3 Boer Boris heeft het heet! (Ted van Lieshout & Philip Hopman 2020)
You must have noticed how hot Dutch summers (and springs) are these days. So it’s time to read. Boer Boris heeft het heet! (Farmer Boris is hot!)
The text is by one of our favourite poets and authors Ted van Lieshout and the detailed illustrations were made by the artist Philip Hopman. We’ve lost count how many picture books have been published in The Boer Boris series since 2012, but it must be more than thirteen books. These books have won several prices and are excellent reading material when you have young children.
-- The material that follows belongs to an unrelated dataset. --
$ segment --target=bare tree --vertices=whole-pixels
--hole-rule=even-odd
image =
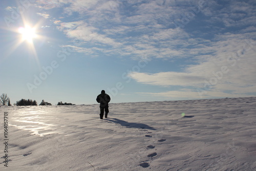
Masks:
[[[3,93],[3,94],[0,96],[0,103],[3,105],[5,105],[9,101],[9,98],[7,97],[7,95]]]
Who is Boer Boris? Well, contrary to what you may think, Boris is not a grown-up farmer but a “kleuter” (a toddler) who has his own farm. He drives around on a red tractor and is helped by his brother and his sister. Together they experience adventures around the farm, but sometimes they go on a trip. The rhyming verses are very funny and there is a lot that you discover in the pictures. In many books there are a blackbird [merel] and a mouse [muis] in the drawings.
Here is a short quote from the beginning of the book:
Het erf is leeg, de wei is leeg en leeg is ook de akker.
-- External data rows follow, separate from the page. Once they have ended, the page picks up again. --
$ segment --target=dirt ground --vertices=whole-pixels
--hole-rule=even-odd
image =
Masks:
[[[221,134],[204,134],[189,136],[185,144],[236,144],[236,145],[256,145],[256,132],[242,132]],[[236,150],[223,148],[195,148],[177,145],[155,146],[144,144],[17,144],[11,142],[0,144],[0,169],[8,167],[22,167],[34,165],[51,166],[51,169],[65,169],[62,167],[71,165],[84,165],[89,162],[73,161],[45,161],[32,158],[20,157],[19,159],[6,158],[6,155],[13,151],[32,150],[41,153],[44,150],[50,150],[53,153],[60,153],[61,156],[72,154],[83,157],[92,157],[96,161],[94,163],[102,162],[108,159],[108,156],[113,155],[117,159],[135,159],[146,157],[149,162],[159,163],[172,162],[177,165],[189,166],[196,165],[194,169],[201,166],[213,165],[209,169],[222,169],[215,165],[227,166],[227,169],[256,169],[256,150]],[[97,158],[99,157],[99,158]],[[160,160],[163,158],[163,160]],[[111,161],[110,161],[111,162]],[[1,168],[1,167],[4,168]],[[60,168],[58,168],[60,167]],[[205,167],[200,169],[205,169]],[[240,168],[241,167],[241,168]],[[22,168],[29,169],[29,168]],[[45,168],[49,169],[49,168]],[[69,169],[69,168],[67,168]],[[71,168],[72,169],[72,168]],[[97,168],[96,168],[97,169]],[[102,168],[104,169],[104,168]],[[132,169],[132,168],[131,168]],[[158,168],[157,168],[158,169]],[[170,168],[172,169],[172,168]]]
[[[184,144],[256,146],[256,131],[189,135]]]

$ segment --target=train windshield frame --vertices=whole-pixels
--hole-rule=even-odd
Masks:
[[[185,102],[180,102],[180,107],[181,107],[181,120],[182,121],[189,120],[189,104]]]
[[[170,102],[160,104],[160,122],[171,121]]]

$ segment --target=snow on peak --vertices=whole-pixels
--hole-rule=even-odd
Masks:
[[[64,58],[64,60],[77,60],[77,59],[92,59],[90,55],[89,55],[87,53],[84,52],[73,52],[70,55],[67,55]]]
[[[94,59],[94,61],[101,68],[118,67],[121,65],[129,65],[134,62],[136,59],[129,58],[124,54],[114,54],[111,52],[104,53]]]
Zou iedereen nog slapen? Nee, Knol het paard is wakker.
Hij heeft het heet, de stakker.
Gelukkig staat hij in de stal, niet in de volle zon.
Want anders smólt hij! (Als een paard van warmte smelten kon.)
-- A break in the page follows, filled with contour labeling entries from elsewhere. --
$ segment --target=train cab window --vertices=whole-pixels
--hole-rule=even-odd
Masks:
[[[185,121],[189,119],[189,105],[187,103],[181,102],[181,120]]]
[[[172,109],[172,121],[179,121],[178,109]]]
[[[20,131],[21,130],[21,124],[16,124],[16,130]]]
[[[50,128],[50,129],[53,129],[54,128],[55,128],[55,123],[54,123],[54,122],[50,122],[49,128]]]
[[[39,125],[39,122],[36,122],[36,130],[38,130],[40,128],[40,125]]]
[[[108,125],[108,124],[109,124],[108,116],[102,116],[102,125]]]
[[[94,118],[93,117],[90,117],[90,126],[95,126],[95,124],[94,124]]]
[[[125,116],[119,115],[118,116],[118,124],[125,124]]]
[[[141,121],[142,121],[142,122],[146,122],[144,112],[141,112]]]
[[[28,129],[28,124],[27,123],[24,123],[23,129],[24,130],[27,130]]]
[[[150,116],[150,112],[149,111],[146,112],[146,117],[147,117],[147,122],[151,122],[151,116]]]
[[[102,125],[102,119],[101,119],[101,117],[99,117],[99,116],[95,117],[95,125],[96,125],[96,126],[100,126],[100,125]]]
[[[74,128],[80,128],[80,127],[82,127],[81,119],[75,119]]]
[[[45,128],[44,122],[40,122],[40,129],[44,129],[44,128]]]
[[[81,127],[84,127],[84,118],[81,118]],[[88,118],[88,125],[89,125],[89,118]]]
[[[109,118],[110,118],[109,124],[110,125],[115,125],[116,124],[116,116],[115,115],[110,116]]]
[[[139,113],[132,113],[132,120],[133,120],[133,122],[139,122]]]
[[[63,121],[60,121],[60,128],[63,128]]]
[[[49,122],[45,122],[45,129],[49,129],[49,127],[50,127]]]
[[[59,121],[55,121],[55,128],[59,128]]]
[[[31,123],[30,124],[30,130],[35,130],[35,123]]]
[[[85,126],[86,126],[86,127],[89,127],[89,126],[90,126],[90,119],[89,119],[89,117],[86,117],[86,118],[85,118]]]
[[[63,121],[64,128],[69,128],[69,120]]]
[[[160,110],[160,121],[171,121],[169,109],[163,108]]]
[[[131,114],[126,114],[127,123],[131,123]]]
[The yard is empty, the meadow is empty, and empty is the field.
Is everyone still asleep? No, Nag the horse is awake.
He is hot, the wretch.
Fortunately, he is in the stable, not in the full sun.
Because otherwise he would melt! (If a horse could melt with heat.)]
> You can buy the Boer Boris books in bookstores, but they are also available as e-books and, of course, you can borrow them from any library.
4 Alfabet (Charlotte Dematons)
The title of the book is Alfabet and except for the title it has no words… The author and illustrator is Charlotte Dematons, well know for wonderful books like De gele ballon (the yellow balloon), Sinterklaas (Sint Nicolaas) and Nederland (Netherlands).
No words, so how can you learn new vocabulary?
I’ll explain. The book hides over 3000 words. It’s your task to find them. Alfabet consists of 26 paintings. One for each letter of the alphabet. So the first illustration is dedicated to the letter A. Each object in the picture is a word that starts with the letter A. So on the large mountain (Ararat) you’ll find Noah’s Ark. You’ll see an ‘aap’, an ‘alligator’, an ‘astronaut’, an ‘ambulance’, an ‘aardappel’ and so on. The name of each object must have an ‘A’.
It’s fun to do this research by yourself, but is even ‘gezelliger’ if you do it with your partner or with a child or several children. Write these words down, and don’t forget to check in a dictionary if the word is ‘de’ or ‘het’. Before you know it, you’ll have picked up loads of words and you have made your word treasury (woordenschat) richer.
If you want some help, there is an internet site attached to the book, but I know you…. You’ll want to explore these wonderful paintings yourself.